Supreme Court At-a-Glance Contributor Sam Harkinson, Previously employed as an Assistant County Attorney, and as an insurance adjuster, now as an associate at Hoefle, Phoenix, Gormley & Roberts.

No. 2019-0500

March 23, 2021

Affirmed in part, and Reversed and Remanded in part.

 

  • Whether the trial court erred in resolving the merits of the Plaintiffs’ claims on summary judgment without significant discovery.

 

While this case involves the complex and historical issue of adequate public-school funding, the Court ultimately decided the case on the narrow issue noted above, without reaching decisions on the merits of the case.

The merits of the Plaintiffs’ arguments relate to the amount of base adequacy aid, and whether it fails to sufficiently fund an adequate education as guaranteed by the New Hampshire State Constitution.  The issues before the Court relate to appeals filed by the Plaintiffs and the Defendants, denying and granting multiple different motions, including motions to dismiss claims and parties, and cross-motions for summary judgment.

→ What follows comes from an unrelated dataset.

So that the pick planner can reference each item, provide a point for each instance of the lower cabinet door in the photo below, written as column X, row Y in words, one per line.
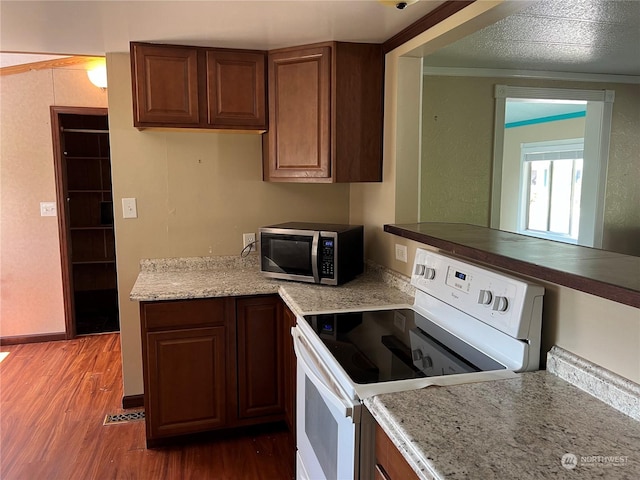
column 260, row 357
column 186, row 381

The Court began its analysis by reviewing the State’s appeal of the trial court’s denial of its Motion to Dismiss for failure to state a claim.  In concluding that the trial court did not err, the Court concluded that the claims found in the Plaintiffs’ Amended Petition, when viewed in the light most favorable to the Plaintiffs, “are reasonably susceptible of a construction that would permit recovery.”  Therefore, the Court affirmed the denial of the State’s Motion.

The Court next analyzed the cross-motions for summary judgment.  Much of the Court’s review addressed whether certain sections of legislative history, and reports generated by the legislature should or could be considered substantive law in the underlying case.  The Court ultimately made determinations that sections of the legislative history and reports were not substantive law and had, therefore, been improperly relied upon by the trial court.  For that reason, and the genuine issues of material fact, the Court found that the underlying merits of the case were not yet ripe for summary judgment.

The Court also reversed the trial court’s awarding of the Plaintiffs’ attorney’s fees and upheld the trial court’s determination that the Governor and the Commissioner of the Department of Education should not be sued in their individual capacities, as, if they are ordered to act, it will only be to act in their official capacities.

 

Wadleigh, Starr & Peters, P.L.L.C., Michael J. Tierney and Elizabeth E. Ewing on the brief, and Mr. Tierney orally for the Plaintiffs. Attorney General Gordon J. MacDonald, Solicitor General Anthony J. Galdieri, Senior Assistant Attorney General Lawrence M. Edelman, and Samuel R. V. Garland on the brief, and Solicitor General Daniel E. Will orally, for the Defendants.  John E. Tobin, Jr. on the brief and Laflamme Law, PLLC, Natalie J. Laflamme on the brief for the amici curiae.